Grundlage des Modellprojekts sollen demnach Schnelltestzentren in allen 23 Kommunen sein, deren elektronische oder ausgedruckte Negativ-Bescheinigung den Besuch verschiedener Einrichtungen am gleichen Tag ermöglichen sollen. Dass diese kreisweite Initiative von den Bürgerinnen und Bürgern goutiert werde, in dieser Einschätzung ist sich Johannes Henne sicher. „Wir haben es verdient, Modellregion zu werden“, so sein Credo. „Wenn nicht bei uns, wo dann?“Dass Öffnungsperspektiven für kulturelle Einrichtungen, aber auch für Gastronomie und Einzelhandel überfällig seien, das steht auch für Georg Riedmann außer Frage. Seiner Ansicht nach hat das „Ungerechtigkeitsempfinden“in der Bevölkerung zugenommen. „Es kann doch nicht sein, dass man im Kaufland eine Waschmaschine einkaufen kann, der Elektro-Einzelhandel aber weiterhin geschlossen bleiben muss“, sagte er. „Das ist einfach nicht mehr akzeptabel.“Eine Meinung,
die von Robert Scherer geteilt wird. „Die derzeitigen politischen Entscheidungen sind nicht mehr vermittelbar“, betonte er. Man müsse sich gemeinsam der Herausforderung stellen, brauche aber dazu die Unterstützung der Wirtschaftstreibenden und nicht zuletzt vieler ehrenamtlicher Kräfte, so Scherer.

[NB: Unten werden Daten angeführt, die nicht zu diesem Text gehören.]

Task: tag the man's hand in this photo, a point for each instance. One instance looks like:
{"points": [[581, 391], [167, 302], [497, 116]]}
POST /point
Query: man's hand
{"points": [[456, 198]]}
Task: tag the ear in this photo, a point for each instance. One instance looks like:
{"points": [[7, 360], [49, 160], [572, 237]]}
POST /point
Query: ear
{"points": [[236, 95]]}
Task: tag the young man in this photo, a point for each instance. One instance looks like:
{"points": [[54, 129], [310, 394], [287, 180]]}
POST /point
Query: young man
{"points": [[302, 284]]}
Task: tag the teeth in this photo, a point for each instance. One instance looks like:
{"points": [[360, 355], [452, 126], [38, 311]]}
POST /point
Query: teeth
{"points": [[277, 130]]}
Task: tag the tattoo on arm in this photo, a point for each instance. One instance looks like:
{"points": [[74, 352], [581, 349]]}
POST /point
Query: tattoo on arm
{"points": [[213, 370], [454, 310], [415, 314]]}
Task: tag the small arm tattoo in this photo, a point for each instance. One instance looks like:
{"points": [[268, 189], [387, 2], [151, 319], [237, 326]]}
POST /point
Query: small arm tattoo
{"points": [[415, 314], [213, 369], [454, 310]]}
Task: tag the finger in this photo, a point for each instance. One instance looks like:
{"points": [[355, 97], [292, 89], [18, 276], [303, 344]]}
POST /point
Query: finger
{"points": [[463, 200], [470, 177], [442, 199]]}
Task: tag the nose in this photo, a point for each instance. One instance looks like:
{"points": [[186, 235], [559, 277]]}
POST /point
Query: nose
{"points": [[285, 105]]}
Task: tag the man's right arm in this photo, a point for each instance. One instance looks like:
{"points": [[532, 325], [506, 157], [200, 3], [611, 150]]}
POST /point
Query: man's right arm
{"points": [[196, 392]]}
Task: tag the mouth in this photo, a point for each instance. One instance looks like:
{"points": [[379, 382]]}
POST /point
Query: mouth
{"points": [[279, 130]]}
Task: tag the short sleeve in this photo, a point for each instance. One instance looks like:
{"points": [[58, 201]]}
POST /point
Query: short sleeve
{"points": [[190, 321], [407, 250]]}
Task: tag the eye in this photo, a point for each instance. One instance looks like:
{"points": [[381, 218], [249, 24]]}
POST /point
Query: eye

Dass Bundeskanzlerin Angela Merkel angesichts der massiv steigenden Inzidenzzahlen während der dritten Corona-Welle allen geplanten Lockerungen und weiteren Modellprojekten eine klare Absage erteilt hat, darin sieht Dieter Stauber keinen Hinderungsgrund für den Projektantrag. „Wir sind flexibel. Es handelt sich um einen überschaubaren Zeitraum – und außerdem soll unser Modell durch die Zeppelin Universität und die Duale Hochschule Baden-Württemberg wissenschaftlich begleitet werden“, so seine Antwort auf eine entsprechende Nachfrage. Auch mit Blick auf eine eventuell notwendige „Notbremse“und die Inzidenzzahl, die am vergangenen Wochenende im Bodenseekreis die Grenze von 100 überschritten hat, sei man sich der Verantwortung bewusst. „Der Antrag ist gestellt. Wir harren nun der Dinge – und der Rückantwort des Sozialministeriums“, so der positive Blick nach vorne.